Posted: 2018/02/05 23:03:54
by hunter86_bg
Hey guys, I have been playing with clusted volume groups and it seem that my clvmd successfully starts on the first node but never on the second one.
Do you have any ideas?
The strangest thing here are the last 2 lines:

Code: Select all

фев 06 00:51:19 kalinsg02 clvm(clvmd)[1720]: INFO: clvmd is not running
фев 06 00:51:19 kalinsg02 clvm(clvmd)[1739]: INFO: clvmd is not running
фев 06 00:51:19 kalinsg02 clvm(clvmd)[1745]: INFO: Starting /usr/sbin/clvmd:
фев 06 00:51:19 kalinsg02 kernel: dlm: Using SCTP for communications
фев 06 00:51:19 kalinsg02 kernel: sctp: Hash tables configured (bind 256/256)
фев 06 00:51:19 kalinsg02 kernel: dlm: connecting to 1
фев 06 00:52:11 kalinsg02 crmd[1273]:   notice: High CPU load detected: 1.340000
фев 06 00:52:41 kalinsg02 crmd[1273]:   notice: High CPU load detected: 1.600000
фев 06 00:52:48 kalinsg02 lrmd[1270]:  warning: clvmd_start_0 process (PID 1635) timed out
фев 06 00:52:48 kalinsg02 lrmd[1270]:  warning: clvmd_start_0:1635 - timed out after 90000ms
фев 06 00:52:48 kalinsg02 crmd[1273]:    error: Result of start operation for clvmd on kalinsg02: Timed Out
фев 06 00:52:49 kalinsg02 clvm(clvmd)[1990]: INFO: PID file (pid:1752 at /var/run/resource-agents/clvmd-clvmd.pid) created for clvmd.
Here is the config:

Code: Select all

 Clone: dlmd-clone
  Meta Attrs: interleave=true ordered=true 
  Resource: dlmd (class=ocf provider=pacemaker type=controld)
   Operations: monitor interval=10 start-delay=0 timeout=20 (dlmd-monitor-interval-10)
               start interval=0s timeout=90 (dlmd-start-interval-0s)
               stop interval=0s timeout=100 (dlmd-stop-interval-0s)
 Clone: clvmd-clone
  Meta Attrs: interleave=true ordered=true 
  Resource: clvmd (class=ocf provider=heartbeat type=clvm)
   Operations: monitor interval=30 timeout=90 (clvmd-monitor-interval-30)
               start interval=0s timeout=90 (clvmd-start-interval-0s)
               stop interval=0s timeout=90 (clvmd-stop-interval-0s)

Re: clvmd never starts on second node

Posted: 2018/02/07 00:44:16
by hunter86_bg
OK , I think I found it .
The issue is in the firewalld blocking the 21064/sctp port.
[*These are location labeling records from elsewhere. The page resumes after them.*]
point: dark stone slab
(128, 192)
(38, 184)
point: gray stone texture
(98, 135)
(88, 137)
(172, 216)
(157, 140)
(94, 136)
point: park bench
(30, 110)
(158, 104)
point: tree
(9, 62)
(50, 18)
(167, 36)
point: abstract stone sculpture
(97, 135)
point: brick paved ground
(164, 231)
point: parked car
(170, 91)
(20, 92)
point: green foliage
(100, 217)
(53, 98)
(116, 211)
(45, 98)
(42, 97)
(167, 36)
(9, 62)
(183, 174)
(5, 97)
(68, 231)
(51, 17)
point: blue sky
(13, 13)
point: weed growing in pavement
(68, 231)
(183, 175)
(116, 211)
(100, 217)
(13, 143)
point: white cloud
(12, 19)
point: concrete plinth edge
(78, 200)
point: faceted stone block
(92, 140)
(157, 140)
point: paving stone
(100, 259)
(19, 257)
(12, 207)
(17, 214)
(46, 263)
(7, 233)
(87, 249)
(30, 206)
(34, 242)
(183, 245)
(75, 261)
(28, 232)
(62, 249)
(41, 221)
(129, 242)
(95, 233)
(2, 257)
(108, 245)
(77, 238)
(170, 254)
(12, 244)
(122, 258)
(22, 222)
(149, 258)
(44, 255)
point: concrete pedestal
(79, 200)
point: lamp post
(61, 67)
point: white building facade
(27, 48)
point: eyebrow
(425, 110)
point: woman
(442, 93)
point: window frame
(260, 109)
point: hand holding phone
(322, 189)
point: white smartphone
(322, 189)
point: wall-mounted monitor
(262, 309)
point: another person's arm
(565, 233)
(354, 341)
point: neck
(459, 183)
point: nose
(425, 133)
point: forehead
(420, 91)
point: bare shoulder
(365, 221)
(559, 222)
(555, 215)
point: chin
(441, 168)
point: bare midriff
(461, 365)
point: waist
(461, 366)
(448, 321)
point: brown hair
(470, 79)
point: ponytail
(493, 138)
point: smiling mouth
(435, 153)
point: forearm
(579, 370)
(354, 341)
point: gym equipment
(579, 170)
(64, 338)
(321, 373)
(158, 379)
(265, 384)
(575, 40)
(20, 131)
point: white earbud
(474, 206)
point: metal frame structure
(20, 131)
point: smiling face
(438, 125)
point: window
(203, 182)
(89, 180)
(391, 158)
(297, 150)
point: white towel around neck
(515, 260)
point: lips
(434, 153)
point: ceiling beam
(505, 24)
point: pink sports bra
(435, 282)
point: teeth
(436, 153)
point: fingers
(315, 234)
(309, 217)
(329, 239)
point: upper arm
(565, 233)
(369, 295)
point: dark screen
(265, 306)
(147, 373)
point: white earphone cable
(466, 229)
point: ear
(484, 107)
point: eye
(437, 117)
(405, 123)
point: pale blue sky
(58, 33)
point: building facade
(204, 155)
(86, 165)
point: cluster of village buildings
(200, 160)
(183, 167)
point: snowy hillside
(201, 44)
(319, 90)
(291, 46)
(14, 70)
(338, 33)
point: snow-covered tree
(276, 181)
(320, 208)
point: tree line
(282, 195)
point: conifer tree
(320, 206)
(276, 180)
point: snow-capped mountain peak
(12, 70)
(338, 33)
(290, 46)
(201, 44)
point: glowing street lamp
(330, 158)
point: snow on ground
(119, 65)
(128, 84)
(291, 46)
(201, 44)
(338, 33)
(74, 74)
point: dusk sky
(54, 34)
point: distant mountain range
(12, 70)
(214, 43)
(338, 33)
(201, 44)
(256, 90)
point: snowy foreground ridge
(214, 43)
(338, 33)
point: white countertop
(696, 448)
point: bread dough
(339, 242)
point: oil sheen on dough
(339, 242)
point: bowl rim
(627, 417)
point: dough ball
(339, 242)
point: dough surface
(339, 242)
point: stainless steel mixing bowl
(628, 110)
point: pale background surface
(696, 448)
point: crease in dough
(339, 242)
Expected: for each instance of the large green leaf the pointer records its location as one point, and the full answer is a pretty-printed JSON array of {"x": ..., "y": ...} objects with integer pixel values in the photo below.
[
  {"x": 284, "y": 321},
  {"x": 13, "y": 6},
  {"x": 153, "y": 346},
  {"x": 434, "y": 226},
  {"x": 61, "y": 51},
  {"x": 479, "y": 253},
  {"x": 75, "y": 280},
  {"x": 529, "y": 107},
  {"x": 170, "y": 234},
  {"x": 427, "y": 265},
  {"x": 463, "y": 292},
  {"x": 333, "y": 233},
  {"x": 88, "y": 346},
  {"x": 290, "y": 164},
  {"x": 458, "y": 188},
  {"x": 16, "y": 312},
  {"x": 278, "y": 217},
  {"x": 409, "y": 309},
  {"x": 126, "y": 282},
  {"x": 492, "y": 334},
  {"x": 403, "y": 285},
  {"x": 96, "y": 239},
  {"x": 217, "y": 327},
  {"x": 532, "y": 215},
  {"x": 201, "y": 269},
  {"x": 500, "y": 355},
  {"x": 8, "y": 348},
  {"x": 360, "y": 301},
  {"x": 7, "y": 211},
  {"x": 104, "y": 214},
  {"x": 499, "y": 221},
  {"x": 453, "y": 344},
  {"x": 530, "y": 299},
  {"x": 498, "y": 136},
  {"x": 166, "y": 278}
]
Once this one is added in the high-availability service - everything went back to normal.
I've opened a bug report in bugzilla.

Re: clvmd never starts on second node

Posted: 2018/02/08 05:31:45
by hunter86_bg
Yesterday I found that Red Hat do not support clusters with redundant ring (rrp) and dlm, as the second switches to sctp immediately (instead of tcp) it detects multihoming is on (rrp).